1) La Ley Natural es la primera, fundamental y universal. Su cumplimiento hace al hombre agradable a los otros hombres, dictando el respeto por la vida, la libertad y la propiedad de los demás, sin lo cual la sociedad se hunde en el caos y el crimen.

La Iglesia la promueve de forma universal, independientemente de costumbres, credos, etnias o culturas, pues tanto el ateo como el creyente tienen iguales derechos a su vida, su libertad y en consecuencia al fruto de su trabajo, sin lo cual el hombre pierde su dignidad, su iniciativa y su misma razón de ser.

2) Ley Divina es únicamente aplicable a los creyentes, y su cumplimiento nos hace  agradables ante Dios, exigiéndonos ya sea la castidad, la caridad, la humildad y una gran lista de virtudes y sacrificios en vista a la salvación individual.

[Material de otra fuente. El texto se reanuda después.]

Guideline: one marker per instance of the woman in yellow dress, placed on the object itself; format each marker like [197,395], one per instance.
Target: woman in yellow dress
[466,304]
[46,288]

La Iglesia la propone al individuo como una renuncia voluntaria de sus comodidades o derechos, para seguir a Cristo:  “Si tú quieres toma tu cruz y sígueme”, en consecuencia la única persona que puede obligarte a practicar actos cristianos, eres vos mismo.

Así queda claro que, la Ley Divina es para quien la quiera cumplir cuando y como quiera, y de aquí que deriva el mérito de sacrificar tu tiempo, tus derechos, placeres o intereses en orden a una promesa para muchos incierta: “Yo seré tu recompensa demasiadamente grande”.

Los problemas surgen naturalmente, pues como los cristianos aspiran a sacrificios y virtudes que a otros no les interesan, fácilmente caen en la tentación de delegar al Estado la tarea de imponer estas supuestas virtudes a todos, como puede ser la “Justicia Social con los Pobres”, los supuestos “derechos humanos, laborales, infantiles, etc.” y cuando nos damos cuenta, ya hemos perdido la libertad, la familia, la propiedad, la cultura, la privacidad y probablemente hasta la misma libertad religiosa.

Todo por olvidar lo fundamental: Si ni Dios te puede obligar a practicar la virtud o la santidad, mucho menos el Estado, pues la única persona que puede obligarte a hacer el bien eres vos mismo.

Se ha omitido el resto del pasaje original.